Court Rules that Human Rights Case can go Forward
Against Coca Cola Bottlers
In a March 31, 2003 ruling, U.S. District
Court Judge Jose E. Martinez ruled that cases brought by Colombian
Plaintiffs under the Alien Tort Claims Act ("ATCA") for
human rights violations committed by paramilitaries on behalf of
Coca-Cola bottlers Panamerican Beverages, Inc. ("Panamco")
and Bebidas y Alimentos ("Bebidas") in Colombia can go
forward. Significantly, the court held that the allegations were
sufficient to allow the case to proceed on a theory that the paramilitaries
were acting in a symbiotic relationship with the Colombian government.
This satisfies a technical requirement of the ATCA that there was
a component of "state action" in the acts of violence
against the Plaintiffs, which allows the international law claims
to proceed against the private actors Panamco and Bebidas...

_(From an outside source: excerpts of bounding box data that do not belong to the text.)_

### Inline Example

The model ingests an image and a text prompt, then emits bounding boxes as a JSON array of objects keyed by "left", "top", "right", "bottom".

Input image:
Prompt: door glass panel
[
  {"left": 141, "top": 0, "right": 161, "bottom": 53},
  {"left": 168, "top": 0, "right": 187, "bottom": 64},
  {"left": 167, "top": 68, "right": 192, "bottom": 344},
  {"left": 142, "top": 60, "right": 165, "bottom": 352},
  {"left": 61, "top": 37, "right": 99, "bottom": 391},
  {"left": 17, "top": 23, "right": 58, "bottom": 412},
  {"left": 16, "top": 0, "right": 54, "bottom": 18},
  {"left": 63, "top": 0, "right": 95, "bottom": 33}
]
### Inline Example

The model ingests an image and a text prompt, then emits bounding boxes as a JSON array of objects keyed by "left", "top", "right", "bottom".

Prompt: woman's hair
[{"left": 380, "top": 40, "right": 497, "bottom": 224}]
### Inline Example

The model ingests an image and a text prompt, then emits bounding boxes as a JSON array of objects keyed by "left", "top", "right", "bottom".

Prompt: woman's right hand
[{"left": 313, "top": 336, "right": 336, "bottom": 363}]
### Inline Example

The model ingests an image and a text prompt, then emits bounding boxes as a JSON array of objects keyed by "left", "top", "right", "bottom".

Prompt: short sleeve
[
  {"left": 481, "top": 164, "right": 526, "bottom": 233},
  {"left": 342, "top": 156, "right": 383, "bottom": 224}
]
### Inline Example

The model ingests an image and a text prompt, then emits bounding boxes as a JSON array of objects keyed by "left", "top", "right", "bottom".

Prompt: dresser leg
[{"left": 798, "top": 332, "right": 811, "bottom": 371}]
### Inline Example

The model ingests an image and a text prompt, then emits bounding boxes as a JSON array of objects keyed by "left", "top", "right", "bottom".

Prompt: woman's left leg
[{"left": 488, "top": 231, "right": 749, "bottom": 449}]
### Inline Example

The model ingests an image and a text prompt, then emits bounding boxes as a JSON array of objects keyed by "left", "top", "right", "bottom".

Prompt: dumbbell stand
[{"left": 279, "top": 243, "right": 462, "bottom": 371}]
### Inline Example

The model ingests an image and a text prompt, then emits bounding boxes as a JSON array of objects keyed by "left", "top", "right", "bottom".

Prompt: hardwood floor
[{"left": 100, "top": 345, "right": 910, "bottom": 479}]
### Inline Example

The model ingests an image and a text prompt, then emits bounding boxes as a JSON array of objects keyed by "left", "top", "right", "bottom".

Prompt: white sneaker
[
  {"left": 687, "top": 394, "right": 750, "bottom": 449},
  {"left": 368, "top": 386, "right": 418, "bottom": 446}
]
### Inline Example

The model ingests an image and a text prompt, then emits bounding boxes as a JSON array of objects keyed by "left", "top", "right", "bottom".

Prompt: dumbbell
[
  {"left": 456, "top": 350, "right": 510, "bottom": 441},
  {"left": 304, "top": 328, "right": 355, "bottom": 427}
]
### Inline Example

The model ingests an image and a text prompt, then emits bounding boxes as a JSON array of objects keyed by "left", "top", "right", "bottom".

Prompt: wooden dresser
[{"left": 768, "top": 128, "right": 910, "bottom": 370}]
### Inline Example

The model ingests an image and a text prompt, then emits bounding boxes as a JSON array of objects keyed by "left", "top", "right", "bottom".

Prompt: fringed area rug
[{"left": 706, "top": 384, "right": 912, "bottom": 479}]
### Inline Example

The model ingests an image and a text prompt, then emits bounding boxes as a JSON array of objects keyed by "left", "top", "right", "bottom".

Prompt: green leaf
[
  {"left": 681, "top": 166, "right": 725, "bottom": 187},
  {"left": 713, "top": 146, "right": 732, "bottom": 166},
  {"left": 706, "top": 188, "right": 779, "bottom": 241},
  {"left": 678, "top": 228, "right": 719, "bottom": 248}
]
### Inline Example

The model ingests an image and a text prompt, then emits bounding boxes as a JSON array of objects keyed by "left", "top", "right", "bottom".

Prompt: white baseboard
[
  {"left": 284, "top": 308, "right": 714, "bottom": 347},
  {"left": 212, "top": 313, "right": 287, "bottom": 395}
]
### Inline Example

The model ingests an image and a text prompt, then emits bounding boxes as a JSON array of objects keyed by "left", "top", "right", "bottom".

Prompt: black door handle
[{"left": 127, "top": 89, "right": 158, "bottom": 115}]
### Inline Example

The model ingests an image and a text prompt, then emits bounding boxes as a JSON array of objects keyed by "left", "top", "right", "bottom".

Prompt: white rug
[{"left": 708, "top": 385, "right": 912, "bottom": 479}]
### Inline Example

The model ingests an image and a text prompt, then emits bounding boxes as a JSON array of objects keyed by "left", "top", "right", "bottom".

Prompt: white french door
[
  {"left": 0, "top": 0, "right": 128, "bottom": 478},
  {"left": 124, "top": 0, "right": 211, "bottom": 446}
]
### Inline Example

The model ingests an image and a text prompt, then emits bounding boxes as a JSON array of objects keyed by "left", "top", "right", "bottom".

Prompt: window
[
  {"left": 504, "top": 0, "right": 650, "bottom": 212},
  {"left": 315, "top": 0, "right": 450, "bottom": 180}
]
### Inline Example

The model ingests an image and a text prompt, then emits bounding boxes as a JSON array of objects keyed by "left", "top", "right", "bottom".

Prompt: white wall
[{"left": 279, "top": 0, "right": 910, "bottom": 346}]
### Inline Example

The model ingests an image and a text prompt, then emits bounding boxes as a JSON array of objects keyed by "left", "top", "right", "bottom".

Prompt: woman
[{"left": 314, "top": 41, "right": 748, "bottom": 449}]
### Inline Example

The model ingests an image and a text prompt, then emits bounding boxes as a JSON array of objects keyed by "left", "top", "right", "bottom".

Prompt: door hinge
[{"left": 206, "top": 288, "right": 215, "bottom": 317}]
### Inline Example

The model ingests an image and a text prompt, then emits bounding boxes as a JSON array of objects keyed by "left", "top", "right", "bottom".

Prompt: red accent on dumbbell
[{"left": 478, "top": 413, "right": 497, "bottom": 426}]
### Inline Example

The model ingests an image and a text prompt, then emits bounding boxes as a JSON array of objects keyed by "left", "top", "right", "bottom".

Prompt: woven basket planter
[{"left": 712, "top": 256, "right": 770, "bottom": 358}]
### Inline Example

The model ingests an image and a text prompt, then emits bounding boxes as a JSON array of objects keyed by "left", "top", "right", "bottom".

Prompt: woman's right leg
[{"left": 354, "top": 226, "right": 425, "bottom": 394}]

In these cases, there are four separate
actions filed by different sets of Plaintiffs. In all of the cases,
SINALTRAINAL, the union of food and bottling workers in Colombia,
is a Plaintiff, and alleges injuries due to a campaign of violence
directed at the union by paramilitaries employed by the Coca-Cola
bottlers. Javier Correa, the union's President, hailed the decision
as "bringing the workers of Colombia one step closer to justice".
Other Plaintiffs include the Estate of Isidro Gil, who was murdered
inside the Bebidas bottling facility in Carepa by paramilitaries
brought in by the plant management. Other claims include kidnapping
and torture of union leaders by paramilitaries working on behalf
of Panamco bottlers.
In allowing the case to go forward against
Coca-Cola bottlers Bebidas and Panamco, the court dismissed Coca-Cola
Company and Coca-Cola Colombia from the case on the ground that
the company's bottling agreement did not explicitly give Coca-Cola
control over labor relations issues of its Colombian bottlers.
Terry Collingsworth, Executive Director
of the International Labor Rights Fund and co-counsel for the Plaintiffs,
indicated that Plaintiffs would appeal that portion of the decision...
Collingsworth explained. "We are absolutely convinced as a
factual matter that one word from Coca-Cola would stop the campaign
of terror against trade union leaders in the Coca-Cola bottling
plants in Colombia. We are entitled to gather evidence on this point
and prove it at trial," he added.
Finally, Collingsworth said that "it
should bring small comfort to Coca-Cola that the court has ruled
that, while the company is not technically in legal control of labor
relations at the Colombian bottling plants, there are sufficient
allegations that the company's two bottlers in Colombia, Panamco,
which is partly owned by Coca-Cola and is designated as one of Coca-Cola's
"anchor bottlers," and Bebidas have indeed engaged paramilitary
groups to terrorize union leaders. The question still is, why is
Coca-Cola allowing this to happen, and how many other acts of murder
and torture are required to get Coca-Cola to intervene?
In a similar situation in Guatemala in the
early 1980's, Coca-Cola was forced by a consumer campaign to terminate
its bottling agreement with a Guatemalan bottler who had used right
wing death squads to murder union leaders at that facility. Pointing
to this situation, Dan Kovalik noted that "wholly apart from
legal liability, Coca-Cola remains the sole entity that can change
the practices of its bottlers".
Terry Collingsworth called upon all of the
human rights and student groups and others that are protesting Coca-Cola's
policies in Colombia to redouble their efforts. "Coca-Cola
apparently will only respond to pressure from consumers. As we saw
in the Guatemala situation, the company will never do the right
thing unless it is forced to by_consumers".
The ILRF has also asked Attorney General
John Ashcroft to prosecute Panamco and Bebidas under 18 U.S.C. §
2339B, which makes it a crime to provide material support to terrorists.
The paramilitary groups working with Panamco and Bebidas have been
designated terrorist organizations by the U.S. State Department.